Combien de fois ai-je eu envie de fuir ma propre vie, à votre avis? Quelle femme ne songe jamais à cette éventualité? Et combien passent à l'acte? Parmi toutes celles qui disparaissent chaque année, combien le font délibérément, pour échapper au succès et au pouvoir de leur propre imagination? »
Chapitre 77, p.139
Linda est devenue mère célibataire tandis que Lily mord dans la vie à pleine dent. Leur vie ont pris des chemins séparés. Son amie lui manque, elle ne répond plus à ses courriers ni à ses appels et elle finit par apprendre sa disparition, contactée par Alexander, inspecteur de l'autre côté de l'Atlantique et décide d'enquêter. Apparemment son amie harcelait un photographe, ex-otage retenu un an en Syrie. Linda a du mal à y croire connaissant son amie et décide de rencontrer Elias, ce survivant dont la presse parle tant.
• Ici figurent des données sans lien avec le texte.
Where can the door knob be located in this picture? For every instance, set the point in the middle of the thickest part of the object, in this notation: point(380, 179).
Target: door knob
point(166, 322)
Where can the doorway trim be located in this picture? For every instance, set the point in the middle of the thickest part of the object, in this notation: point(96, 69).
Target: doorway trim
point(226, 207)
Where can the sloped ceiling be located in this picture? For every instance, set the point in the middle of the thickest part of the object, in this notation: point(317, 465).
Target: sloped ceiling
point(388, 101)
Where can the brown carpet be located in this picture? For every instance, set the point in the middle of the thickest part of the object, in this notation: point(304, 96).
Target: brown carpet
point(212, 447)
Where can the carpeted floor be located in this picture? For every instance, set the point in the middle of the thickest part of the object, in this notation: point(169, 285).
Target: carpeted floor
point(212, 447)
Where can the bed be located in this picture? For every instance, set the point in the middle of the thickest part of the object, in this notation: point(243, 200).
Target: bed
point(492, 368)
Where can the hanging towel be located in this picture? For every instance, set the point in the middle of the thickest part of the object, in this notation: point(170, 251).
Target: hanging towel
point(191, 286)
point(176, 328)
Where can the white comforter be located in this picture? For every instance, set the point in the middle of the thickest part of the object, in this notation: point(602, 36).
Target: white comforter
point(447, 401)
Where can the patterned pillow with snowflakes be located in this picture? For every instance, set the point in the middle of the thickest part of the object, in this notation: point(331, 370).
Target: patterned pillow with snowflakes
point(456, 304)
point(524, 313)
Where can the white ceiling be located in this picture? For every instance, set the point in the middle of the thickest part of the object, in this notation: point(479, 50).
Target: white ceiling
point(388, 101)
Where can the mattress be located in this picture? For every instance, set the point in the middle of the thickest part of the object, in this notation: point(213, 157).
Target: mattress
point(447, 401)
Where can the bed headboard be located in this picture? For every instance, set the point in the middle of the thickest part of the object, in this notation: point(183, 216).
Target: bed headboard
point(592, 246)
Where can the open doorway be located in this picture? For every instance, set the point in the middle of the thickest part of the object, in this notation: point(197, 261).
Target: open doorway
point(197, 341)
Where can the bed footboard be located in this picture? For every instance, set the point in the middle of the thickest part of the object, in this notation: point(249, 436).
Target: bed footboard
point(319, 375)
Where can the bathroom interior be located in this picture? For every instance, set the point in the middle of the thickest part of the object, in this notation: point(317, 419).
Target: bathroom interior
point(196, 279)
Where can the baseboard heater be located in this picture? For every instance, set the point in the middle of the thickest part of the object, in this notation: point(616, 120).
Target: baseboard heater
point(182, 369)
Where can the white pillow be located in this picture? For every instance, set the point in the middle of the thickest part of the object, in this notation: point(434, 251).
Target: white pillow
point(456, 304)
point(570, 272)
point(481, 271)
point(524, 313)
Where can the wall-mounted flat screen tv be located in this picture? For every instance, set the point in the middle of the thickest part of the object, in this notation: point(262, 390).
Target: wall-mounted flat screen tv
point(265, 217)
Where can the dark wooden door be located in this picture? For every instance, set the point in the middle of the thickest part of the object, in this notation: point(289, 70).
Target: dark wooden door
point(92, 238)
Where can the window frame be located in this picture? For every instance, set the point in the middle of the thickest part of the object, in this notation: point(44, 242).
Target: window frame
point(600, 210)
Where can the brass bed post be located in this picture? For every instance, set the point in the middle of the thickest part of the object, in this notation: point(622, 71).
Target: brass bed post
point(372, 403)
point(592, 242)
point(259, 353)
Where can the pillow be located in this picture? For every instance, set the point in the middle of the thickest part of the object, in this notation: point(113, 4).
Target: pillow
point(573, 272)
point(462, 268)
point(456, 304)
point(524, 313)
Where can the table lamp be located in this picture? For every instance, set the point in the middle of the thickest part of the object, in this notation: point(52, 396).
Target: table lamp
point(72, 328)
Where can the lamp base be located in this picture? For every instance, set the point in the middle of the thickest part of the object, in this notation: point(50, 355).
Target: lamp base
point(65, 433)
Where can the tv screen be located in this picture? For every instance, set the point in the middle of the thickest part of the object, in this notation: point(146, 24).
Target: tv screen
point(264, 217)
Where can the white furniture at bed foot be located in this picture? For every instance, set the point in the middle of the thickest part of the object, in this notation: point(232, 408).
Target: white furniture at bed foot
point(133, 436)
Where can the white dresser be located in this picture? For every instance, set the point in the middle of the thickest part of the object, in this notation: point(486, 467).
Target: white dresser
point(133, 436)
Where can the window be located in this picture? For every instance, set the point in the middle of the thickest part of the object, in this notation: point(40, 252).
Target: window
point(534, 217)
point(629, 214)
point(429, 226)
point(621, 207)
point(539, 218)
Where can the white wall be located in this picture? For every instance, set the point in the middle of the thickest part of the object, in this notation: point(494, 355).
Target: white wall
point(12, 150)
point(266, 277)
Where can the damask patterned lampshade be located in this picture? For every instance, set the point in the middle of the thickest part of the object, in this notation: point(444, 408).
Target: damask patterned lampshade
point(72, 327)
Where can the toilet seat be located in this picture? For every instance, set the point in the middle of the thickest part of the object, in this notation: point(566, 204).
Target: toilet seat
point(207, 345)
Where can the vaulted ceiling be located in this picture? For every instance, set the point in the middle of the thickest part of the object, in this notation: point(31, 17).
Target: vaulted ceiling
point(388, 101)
« Les hommes sont faibles. Ils sont poreux aux charmes qui se donnent à voir. le regard est un piège dans lequel il faut éviter de tomber. Je suis bien placé pour le savoir – c'est mon métier. »
Chapitre 43, p. 79
Un livre qui déconcerte, ne correspond pas aux critères habituels d'un rompol ni de la narration. Aliénor Dubrocq utilise les digressions comme dans un journal, plonge dans les souvenirs et nous emmène avec elle. Humour, plaisir des mots, des tournures et observation fine de la mécanique du monde.
« A la fin du Moyen-Age, la représentation la plus commune est celle d'un dieu vengeur [... citation complète sur mon blog] bourdonnement incessant dans lequel baigne désormais notre cerveau vient parasiter cette relation de soi à soi. Nous sommes à la fois partout et nulle part. »
Chapitre 34, p.62
« Aussi longtemps qu'il y aura des femmes et du sang, leur cri se propagera dans la nuit, avec les bêtes, les insomnies et l'encre sur le papier. »
Chapitre 97, p.175
« On dit que juste avant de mourir, on voit sa vie défiler devant soi. Je n'y crois pas du tout. Il me semble qu'à cet instant, tout se contracte et se dilate à la fois. On échappe enfin à la linéarité du temps pour embrasser du regard les moments forts qui se juxtaposent et se mêlent en une constellation d'images. »
Chapitre 90, p.162
J'ai été sous le charme et la forme non conventionnelle de ses écrits m'a apparue comme un plus au contraire. On lit cela comme un journal, entre fiction et réalité et on est emporté, captivé. Surpris aussi parfois de la tournure du récit.
« le langage définit tout ce que nous vivons. «
chapitre 75, p.135
J'ai choisi ce titre parmi une longue liste proposée lors de la Masse Critique de Babelio et j'ai eu une belle surprise en découvrant cet écrivain, ce talent indéniable et cette forme originale d'écrit. C'est haletant comme un thriller, émouvant et drôle à la fois. N'hésitez pas, lisez-le!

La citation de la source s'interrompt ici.